The Ordnance Survey Memoirs are a uniquely detailed source for the history of the northern half of Ireland immediately before the Great Famine. They were written in the 1830s to accompany the 6” Ordnance Survey maps, but with one exception were not published at the time. In this new edition they act as a nineteenth-century Domesday book and are essential to the understanding of the cultural heritage of our communities. The Memoirs document the landscape and situation, buildings and antiquities, land-holdings and population, employment and livelihood of the parishes.
This volume contains the Memoir for the parish of Faughanvale, extending eastwards from the south of the Faughan along the southern reaches of Lough Foyle and covering the villages of Muff (Eglinton) and Faughanvale. Also included are some miscellaneous papers relating mainly to this part of county Londonderry.
We learn of the early history of this coastal parish, which was home to a number of gentlemen’s seats, including Willsborough, and was equally well endowed with mills and public buildings, not to the detriment of numerous remains of antiquity.

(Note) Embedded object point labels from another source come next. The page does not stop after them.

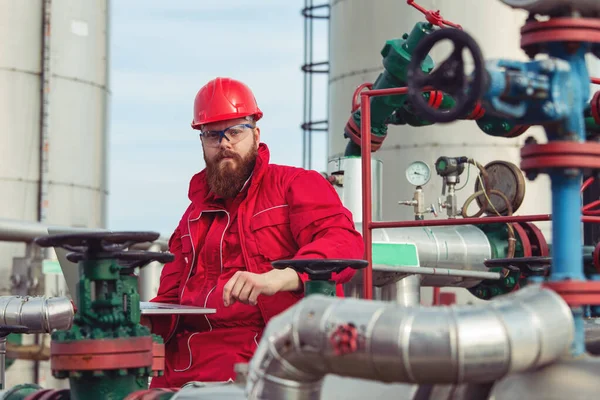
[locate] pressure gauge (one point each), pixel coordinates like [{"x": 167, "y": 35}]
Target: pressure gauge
[{"x": 418, "y": 173}]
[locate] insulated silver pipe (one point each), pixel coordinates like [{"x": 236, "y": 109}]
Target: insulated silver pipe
[
  {"x": 38, "y": 314},
  {"x": 516, "y": 332}
]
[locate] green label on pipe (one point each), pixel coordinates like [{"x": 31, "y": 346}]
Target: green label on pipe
[
  {"x": 395, "y": 254},
  {"x": 51, "y": 267}
]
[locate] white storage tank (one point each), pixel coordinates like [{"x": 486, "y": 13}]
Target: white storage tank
[
  {"x": 359, "y": 30},
  {"x": 53, "y": 123}
]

Social life is particularly well delineated, with extensive details on agriculture and occupations, while records of the management of schools and the dispensary suggest a desire for improvement amongst the people. Together this material paints a fascinating portrait of this area over one hundred and fifty years ago. Illustration: ‘View of Lough Foyle’, c. 1840, by H. Gastineau, from Ireland, its scenery and character, vol. III (London, 1846) by Mr and Mrs S. C. Hall.